Input is 4 dimensional, 1*C*H*W.
_, argmax = torch.max(input,1)
for i=1,self.output:size(3) do
for j=1,self.output:size(4) do
ind = argmax[{1,1,i,j}]
self.output[{1,ind,i,j}] = 1
end
end
return self.output
end
Can this be improved in the lua version? So I can pull a request to the original repo.
How to improved it in pytorch version.
BTW, If I want to record the ind. How to do it efficiently?
--addtional
local spSize = self.output:size(3)*self.output:size(4)
self.ind_vec = torch.Tensor(spSize):zero()

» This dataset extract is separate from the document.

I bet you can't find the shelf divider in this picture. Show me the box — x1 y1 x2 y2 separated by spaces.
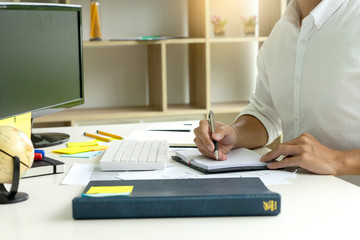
189 43 209 110
188 0 207 38
148 44 167 112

_, argmax = torch.max(input,1)
for i=1,self.output:size(3) do
for j=1,self.output:size(4) do
ind = argmax[{1,1,i,j}]
self.output[{1,ind,i,j}] = 1
-- additional
tmp = (i-1)*self.output:size(3)+j
self.ind_vec[tmp] = ind
end
end
return self.output
end
Sorry, I’ve just posted a solution to another problem and it has been withdrawn.

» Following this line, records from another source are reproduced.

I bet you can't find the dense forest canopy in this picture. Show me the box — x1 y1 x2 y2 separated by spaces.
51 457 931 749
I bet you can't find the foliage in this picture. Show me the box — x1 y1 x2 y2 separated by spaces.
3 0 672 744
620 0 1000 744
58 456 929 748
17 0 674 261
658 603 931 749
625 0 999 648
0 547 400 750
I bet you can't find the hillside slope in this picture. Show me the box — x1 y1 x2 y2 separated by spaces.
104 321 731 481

To accelerate it, I use advance indexing.(I haven’t finished complete perf comparison. But it does run much faster for my case.) I only use batchsize=1 in my training. So I haven’t work out a plan to handle multi batchsize.
import torch
import datetime
import time
import numpy
bs = 1 # has to be 1 for now.
c = 256
h = 32
w = 32
input = torch.randn(1,c,h,w).mul_(10).floor()
sp_y = torch.arange(0,w).long()
sp_y = torch.cat([sp_y]*h)
lst = []
for i in range(h):
lst.extend([i]*w)
sp_x = lst
sp_x = torch.from_numpy(numpy.array(sp_x))
print('Method 1')
start1 = time.time()
_,c_max = torch.max(input, 1)
c_max_flatten = c_max.view(-1)
input_zero = torch.zeros_like(input)
input_zero[:,c_max_flatten,sp_x,sp_y]=1
indlst1 = c_max_flatten
end1 = time.time()
print(type(sp_x))
print(type(sp_y))
input_zero=input_zero.cuda()
print('Method 2')
input_zero2 = torch.zeros_like(input).cuda()
indlst2 = torch.zeros(h*w).long()
start2 = time.time()
_, arg_max = torch.max(input,1,keepdim=True)
for i in range(h):
for j in range(w):
ind = arg_max[:,0,i,j]
input_zero2[:,ind[0],i,j] = 1
tmp = i*w+j
indlst2[tmp] = ind[0]
end2 = time.time()
print('Speedup ratio:')
print((end2-start2)/(end1-start1)) # about 1-15 times faster
print('Before:')
print(end2-start2)
print('After:')
print(end1-start1)
print('error:')
print(torch.sum(indlst1-indlst2))
print(torch.sum(input_zero-input_zero2))
Hi, I do have a question regarding the style swap. Why do they use one hot of the max index, and then deconvolve with un-normalized style patch to represent the reconstructed image (feature map)?
Should they use the original K value (of course 0s except for the largest one) to deconvolve the style patch?